Appena dentro, degli agili mahut si cacciano fra le zampe dei colossi e con un coraggio che rasenta la follia gettano loro dei lacci. Ogni volta che si intraprende una simile caccia molti uomini ci lasciano la pelle, ma in quei paesi non ci si bada, non avendo la vita umana quasi nessun valore.

Durante la battuta i pachidermi resi furiosi dai colpi di fuoco e dai gongs che venivano percossi furiosamente, avevano fatto parecchie corse furiose attraverso la foresta, prima di lasciarsi incanalare fra i pali, che dovevano condurli alla grande gabbia.

Molti erano riusciti a prendere il largo, ma una trentina, tutti belli e vigorosi, dopo essersi inutilmente spossati contro le piante, abbattendone moltissime, avevano dovuto lasciarsi imprigionare nella grande trappola. E da questa non sarebbero usciti che dopo essere stati bene ammansati dai cornacs e da una mezza dozzina di elefantesse, le quali si prestano assai volentieri a calmare i più riottosi, percuotendoli a gran colpi di proboscide ed anche atterrandoli.

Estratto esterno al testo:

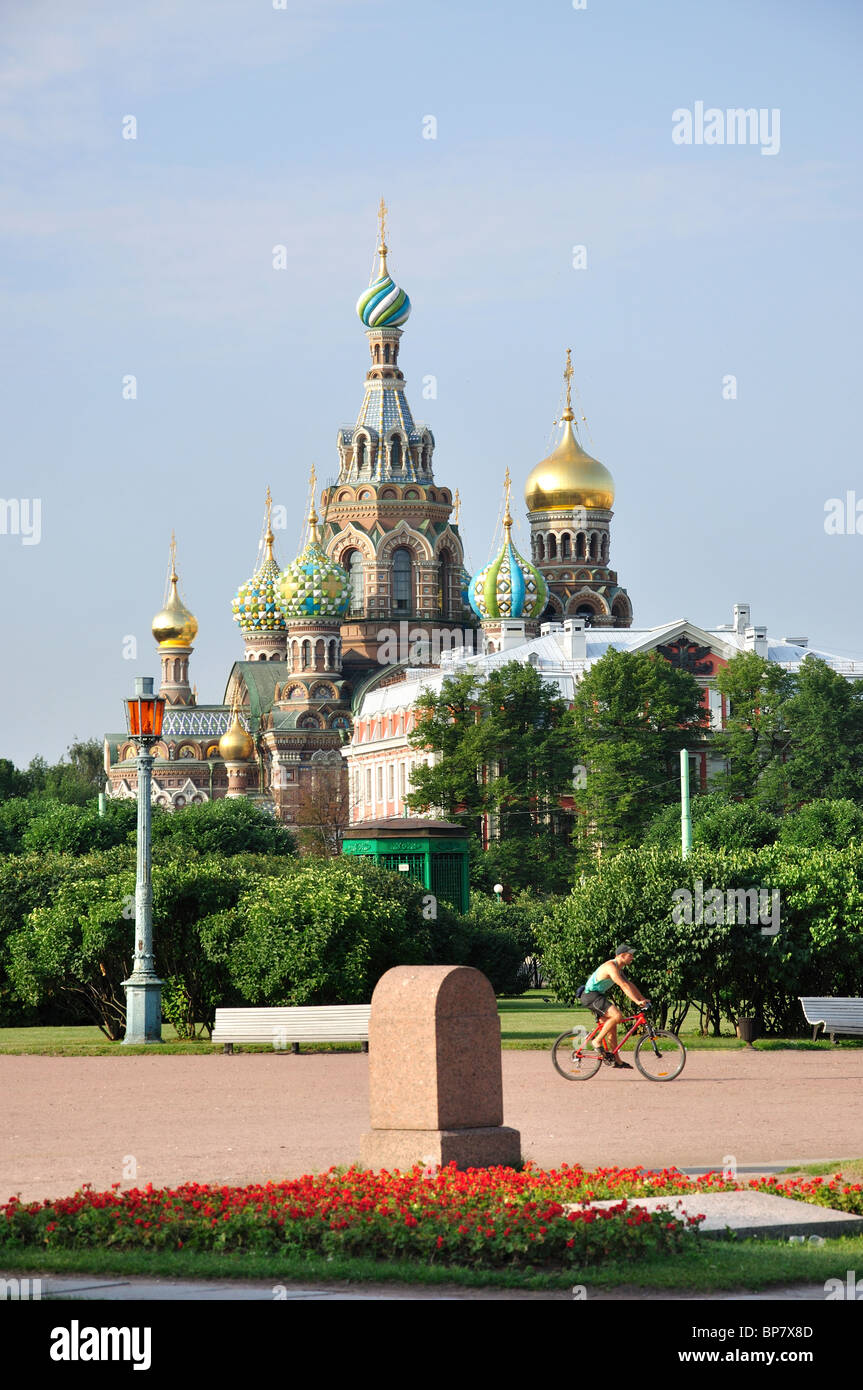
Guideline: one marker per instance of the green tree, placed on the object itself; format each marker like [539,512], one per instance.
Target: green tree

Il Sultano, avvertito del felice esito della gigantesca caccia, aveva piantato le pantere, senza più occuparsi del suo milord, ed aveva raggiunto alla lesta il suo campo.

Sotto una vasta e comoda tenda finalmente Yanez riuscì a scovarlo fra quel pandemonio di battitori, di cortigiani, di rajaputi e bajadere le quali urlavano a squarciagola non meno degli uomini.

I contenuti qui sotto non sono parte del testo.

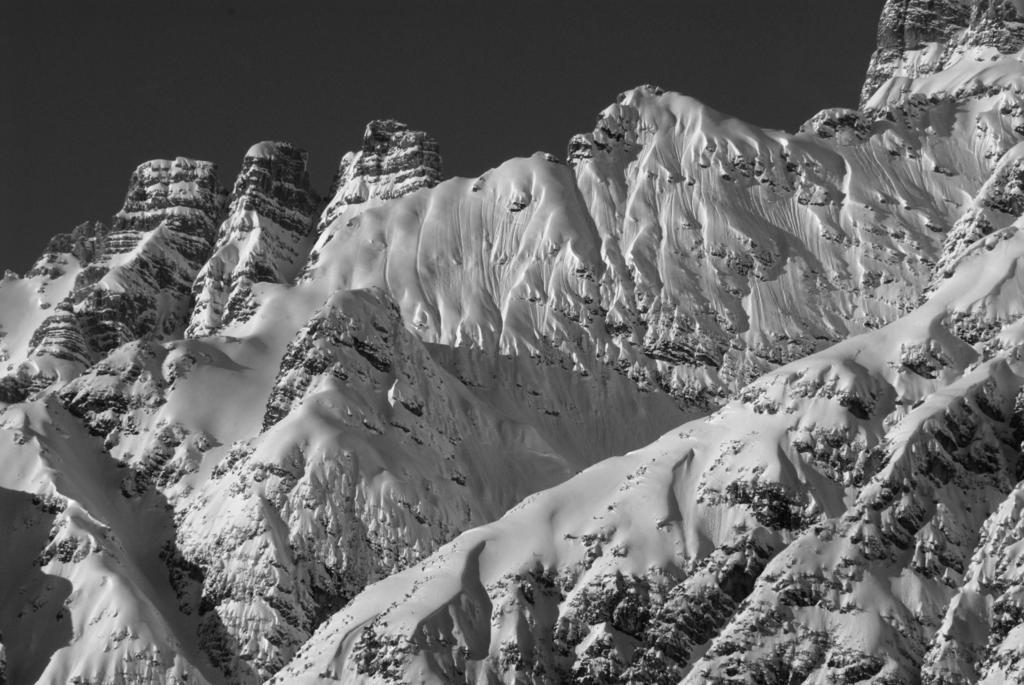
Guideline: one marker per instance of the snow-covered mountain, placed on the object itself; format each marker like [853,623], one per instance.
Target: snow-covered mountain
[373,437]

Vedendolo comparire dinanzi con quella nuova scorta, il Sultano si era alzato, movendogli incontro.

– Ah, milord! – esclamò. – Di dove venite voi? Spero che avrete la pelle delle due pantere nere che vi siete lasciato fuggire.

– Ho ucciso qualche cosa di meglio, Altezza – rispose Yanez asciuttamente.

– Se volete la pelle di due urangs mandate i vostri scikari nella macchia vicina a quella dove noi cacciavamo.

– To’! Ed io che credevo che voi, milord, vedendo gli elefanti rovesciarsi attraverso la foresta, foste corso a rifugiarvi in qualche luogo sicuro.

Siete sempre un tiratore meraviglioso.

– Riparleremo più tardi delle cacce, Altezza, se credete: io sono venuto qui per chiedervi delle spiegazioni.

– Non sareste più il mio buon milord? – disse il Sultano con una sottile punta d’ironia.

– Anzi lo sarò sempre, avendo ricevuto incarico dal mio paese di proteggervi con tutte le mie forze contro i nemici interni ed esterni. –

Selim-Bargasci-Amparlang, colpito dalla gravità di quelle parole aveva fatto un gesto di stupore.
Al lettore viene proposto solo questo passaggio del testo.